PS. Martwych ciągów, mając na uwadze tamte urazy, to sam się trochę boję, więc na razie idą tylko RDL, przy których czuję się bezpieczniej z uwagi na mniejszy ciężar i powolny kontrolowany charakter ruchu.

Zelich

@LaMo.zord np. back extension na ławce rzymskiej, dzień dobry ze sztangą i hip trusts, wszystko z dostosowanym ciężarem po konsultacji oczywiście

Iknifeburncat

@mroczny_pies Pan Pies to jest fachowiec, bardzo fajne opracowanie.

hesuss

W sumie to do kazdego punktu bym dal jakis komentarz, ale czaje ze to ma byc starter dla zielonek, wiec skupie sie nad tym co wedlug mnie jest najwazniejsze:


1) Roznica miedzy treningiem 1 raz w tygodniu a 2 razy w tygodniu jest duza, oczywiscie na korzysc tego drugiego. Obawiam sie, ze trening raz w tygodniu, szczegolnie przez osoby poczatkujace, ktore nie potrafia okreslic rzeczywistego RIR i cwicza raczej zachowawczo, moze przynosic zniechecajaco slabe efekty. Imo 2x tydzien to bardzo spoko opcja, ale 1x to raczej tylko dla lepszego samopoczucia i niewielkich newbe gains, no chyba ze swiezak od razu zalapie jak trenowac blisko upadku i to upadku targetowanego miesnia, a nie wszystkich wokol ;)

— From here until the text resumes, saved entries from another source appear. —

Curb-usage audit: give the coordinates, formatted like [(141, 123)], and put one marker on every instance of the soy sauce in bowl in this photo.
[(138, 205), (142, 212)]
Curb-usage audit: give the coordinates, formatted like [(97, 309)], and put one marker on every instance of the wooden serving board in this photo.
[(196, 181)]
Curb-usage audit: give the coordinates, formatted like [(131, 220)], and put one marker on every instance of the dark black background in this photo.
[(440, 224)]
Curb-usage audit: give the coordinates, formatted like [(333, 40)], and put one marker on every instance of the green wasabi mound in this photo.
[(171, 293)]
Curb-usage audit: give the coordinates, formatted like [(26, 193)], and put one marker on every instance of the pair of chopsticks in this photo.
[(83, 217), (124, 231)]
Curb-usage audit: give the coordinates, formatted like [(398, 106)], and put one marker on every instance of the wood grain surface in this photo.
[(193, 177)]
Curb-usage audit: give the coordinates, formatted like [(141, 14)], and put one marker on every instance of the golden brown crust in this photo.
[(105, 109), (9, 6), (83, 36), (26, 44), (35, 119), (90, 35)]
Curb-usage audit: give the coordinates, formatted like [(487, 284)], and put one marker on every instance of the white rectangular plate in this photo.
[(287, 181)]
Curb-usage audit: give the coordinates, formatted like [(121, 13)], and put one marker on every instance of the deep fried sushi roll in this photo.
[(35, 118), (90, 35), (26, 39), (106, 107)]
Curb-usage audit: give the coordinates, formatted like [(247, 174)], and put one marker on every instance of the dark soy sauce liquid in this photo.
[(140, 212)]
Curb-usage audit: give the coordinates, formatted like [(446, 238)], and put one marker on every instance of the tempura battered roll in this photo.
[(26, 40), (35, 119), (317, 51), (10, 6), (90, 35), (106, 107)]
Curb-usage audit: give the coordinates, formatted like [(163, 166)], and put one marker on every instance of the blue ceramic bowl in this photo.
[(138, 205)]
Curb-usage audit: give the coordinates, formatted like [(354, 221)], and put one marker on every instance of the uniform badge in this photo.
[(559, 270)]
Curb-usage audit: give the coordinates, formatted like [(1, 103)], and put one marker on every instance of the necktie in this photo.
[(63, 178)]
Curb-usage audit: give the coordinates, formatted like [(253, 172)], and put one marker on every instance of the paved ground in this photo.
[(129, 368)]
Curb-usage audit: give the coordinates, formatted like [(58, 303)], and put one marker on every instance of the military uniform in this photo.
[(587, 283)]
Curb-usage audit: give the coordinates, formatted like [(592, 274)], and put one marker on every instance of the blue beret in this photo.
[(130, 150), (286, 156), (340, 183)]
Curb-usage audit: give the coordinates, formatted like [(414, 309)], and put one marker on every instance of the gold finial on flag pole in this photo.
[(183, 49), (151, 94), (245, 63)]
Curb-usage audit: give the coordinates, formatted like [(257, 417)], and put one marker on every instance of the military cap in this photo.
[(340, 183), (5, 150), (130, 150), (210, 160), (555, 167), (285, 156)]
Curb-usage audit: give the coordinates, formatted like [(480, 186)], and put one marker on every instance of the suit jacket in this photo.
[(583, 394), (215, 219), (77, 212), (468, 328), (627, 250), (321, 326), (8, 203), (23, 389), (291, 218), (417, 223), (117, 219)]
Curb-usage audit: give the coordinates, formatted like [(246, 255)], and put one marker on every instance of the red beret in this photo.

2) przysiad z takiego poradnika bym wywalil, tu jest z 10 rzeczy ktore mozna spierdolic patrzac tylko na filmik z buduj mase peel. Dla swiezaka lepsze bedzie combo wykroki/uginania na maszynie, ciezej to zjebac, targetuja to co powinny i nie narazaja na kontuzje.

Imo przysiad jest najbardziej kaleczonym cwiczeniem na silce.

mroczny_pies

@hesuss pełna zgoda, do tych nóg nie byłem przekonany i może faktycznie coś innego byłoby lepsze. No cóż, za rok wrzucę to jeszcze raz z poprawką;)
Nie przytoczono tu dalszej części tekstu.